Trip Summary – Part 1
Le Corbusier will have to wait. The Hopper exhibit has so much content that you need a half-day or more (not exaggerating – had lunch at Untitled before returning to the exhibit). I dropped ‘drawing’ from my sentence because it’s a misnomer since the exhibit includes the final masterpieces; New York Movie (1939), Nighthawks, (1942), Stairway (1949), Early Sunday Morning (1930), Office at Night (1940), Conference at Night (1949), Gas (1940), Route 6, Eastham (1941), Rooms for Tourists (1945), and Mass of Trees at Eastham (1962).
The exhibit didn’t include Approaching a City (1946) but did include one of his studies for it. There were two paintings — The Lily Apartments (1926) and Sun in an Empty Room (1963) — that are now my favorites (although nothing is displacing the warm hues of New York Movie). The latter, Sun in an Empty Room, is his last, and leaves us alone in the “act of looking.”

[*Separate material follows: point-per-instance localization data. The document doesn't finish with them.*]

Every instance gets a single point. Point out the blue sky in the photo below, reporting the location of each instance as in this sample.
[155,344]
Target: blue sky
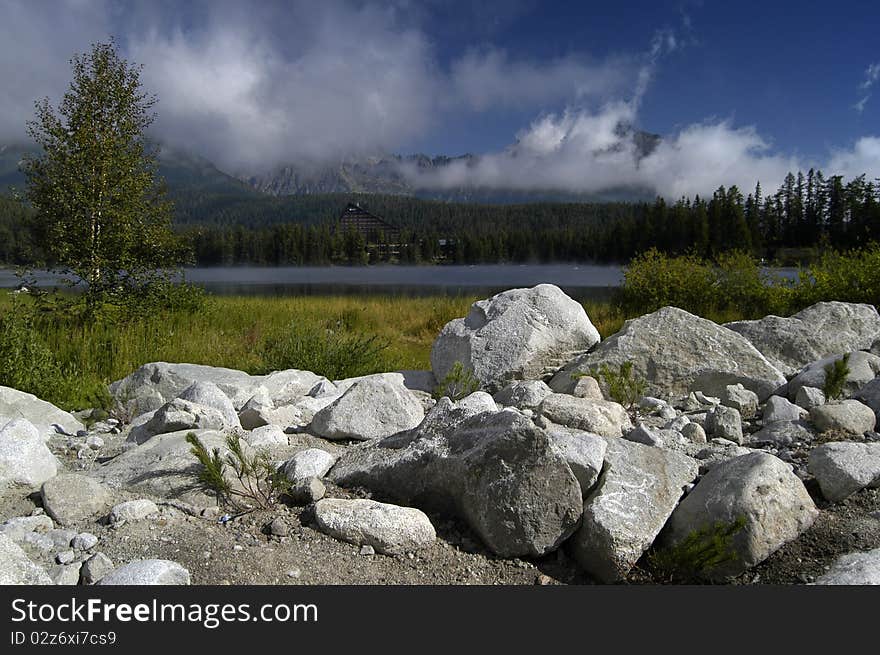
[739,91]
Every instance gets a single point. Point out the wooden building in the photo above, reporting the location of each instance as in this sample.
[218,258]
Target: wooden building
[374,229]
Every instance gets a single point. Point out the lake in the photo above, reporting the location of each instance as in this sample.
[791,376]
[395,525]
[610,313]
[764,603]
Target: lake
[578,280]
[581,281]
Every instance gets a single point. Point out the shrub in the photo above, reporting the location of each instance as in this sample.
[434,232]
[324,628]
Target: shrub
[260,483]
[698,554]
[457,383]
[653,280]
[622,385]
[335,354]
[836,374]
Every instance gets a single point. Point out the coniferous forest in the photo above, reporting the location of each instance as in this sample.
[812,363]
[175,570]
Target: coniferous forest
[807,213]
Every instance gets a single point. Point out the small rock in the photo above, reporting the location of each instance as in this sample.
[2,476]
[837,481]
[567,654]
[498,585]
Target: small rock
[16,568]
[725,423]
[389,529]
[69,497]
[780,409]
[16,528]
[809,397]
[65,557]
[84,541]
[132,510]
[67,575]
[279,528]
[847,415]
[694,432]
[95,568]
[740,399]
[148,572]
[306,491]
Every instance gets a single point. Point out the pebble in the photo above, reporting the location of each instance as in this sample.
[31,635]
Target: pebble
[65,557]
[84,541]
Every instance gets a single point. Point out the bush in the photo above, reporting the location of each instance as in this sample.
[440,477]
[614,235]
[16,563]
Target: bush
[622,385]
[835,377]
[457,384]
[852,276]
[733,284]
[260,483]
[698,554]
[653,280]
[333,353]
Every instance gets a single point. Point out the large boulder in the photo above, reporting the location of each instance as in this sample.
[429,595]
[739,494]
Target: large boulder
[208,394]
[520,334]
[843,467]
[497,470]
[70,497]
[42,415]
[177,415]
[819,331]
[16,568]
[755,495]
[24,457]
[369,409]
[863,368]
[602,417]
[583,452]
[870,395]
[675,352]
[156,383]
[164,466]
[853,569]
[389,529]
[847,416]
[639,489]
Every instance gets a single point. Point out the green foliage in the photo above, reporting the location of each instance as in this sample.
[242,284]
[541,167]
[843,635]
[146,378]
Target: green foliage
[99,211]
[622,385]
[258,482]
[732,283]
[26,363]
[654,280]
[835,377]
[852,276]
[699,554]
[457,383]
[333,353]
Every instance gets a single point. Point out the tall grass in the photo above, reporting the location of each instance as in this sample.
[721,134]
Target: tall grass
[254,334]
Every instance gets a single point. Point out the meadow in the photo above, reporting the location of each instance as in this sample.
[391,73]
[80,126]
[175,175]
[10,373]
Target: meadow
[70,362]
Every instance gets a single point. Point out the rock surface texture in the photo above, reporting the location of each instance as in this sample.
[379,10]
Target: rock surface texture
[521,334]
[676,352]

Before the exhibit, I was familiar with his work, but not the person. The exhibit succeeds because his technique is detailed in a graspable and relatable way. You also quickly get a sense of WHAT and WHO had the greatest influence on his character and work. In the case of the latter, it is meeting (at the New York School of Art), marrying, and partnering with Josephine in 1924.
One of my favorite exhibits is the entry they made for New York Movie in one of the record books they kept together. This painting of Jo (also an artist) is one of my favorites for very personal reasons.
Trip Summary – Part 2
People travel to wonder at the height of mountains, at the huge waves of the sea, at the long courses of rivers, at the vast compass of the ocean, at the circular motion of the stars; and they pass by themselves without wondering. — St. Augustine
One of my favorite quotes is from Goethe’s Faust [“Born to see; meant to look.”] so I was delighted to learn (via Carter Foster’s excellent essay Hopper’s Drawings) that Hopper carried a quote from him in his wallet. The quote (see below) is a good summary of his life’s work:
“The beginning and end of all literary activity is the reproduction of the world that surrounds me by means of the world that is in me, all things being grasped, related, re-created, molded, and reconstructed in a personal form and an original manner.”
Selfishly, what I also love about Hopper is that “he was, famously, a man of few words.” I am not a good or even average storyteller, but my observations usually manifest in the books, poetry, art, and objects that adorn my bedroom (ornaments of a contemplative life) and that I like to share with family and friends. And in a culture where everything is tweeted, blogged, posted, recorded and made available for public consumption, the idea that my gross inability to articulate those fragments is reassuring. In this respect, if I had to carry a Goethe quote in my own wallet it would be:
“A man should hear a little music, read a little poetry, and see a fine picture every day of his life, in order that worldly cares may not obliterate the sense of the beautiful which God has implanted in the human soul.”
Trip Summary – Part 3
I have one more quote (of course) and three important lessons to draw from his life and gleaned from the exhibit. Firstly, the lessons:
(1) Travel when you are young and then with your partner when you are older
(2) Immerse yourself in your surroundings (like Edward and Jo did in New York and Massachusetts)
(3) Your life has a purpose (even though it may be frustratingly unclear right now or not what you expected in the end).
The final quote is from the essay Hopper’s Walls by Mark W. Turner:
“Hopper’s inscrutability derived in part from his lifelong experiences of the city. Like so many of the most poignant artists of urban modernity, Hopper has a particularly acute ability to capture the relationship between individuals (alienated and otherwise) and the built environments they inhabit—hotels, theaters, apartments, office buildings. Further, he is almost instinctual in understanding that the experience of the transient, fleeting moment constitutes what it means to be modern. The city is a place of fragments, in which memory, history, and the self are in a continual and uncertain flux…”
Two postscripts: (1) Topsfield (1929) could have been in a Le Corbusier or Wright exhibit and (2) the boy in Boy and Moon looks like Nemo.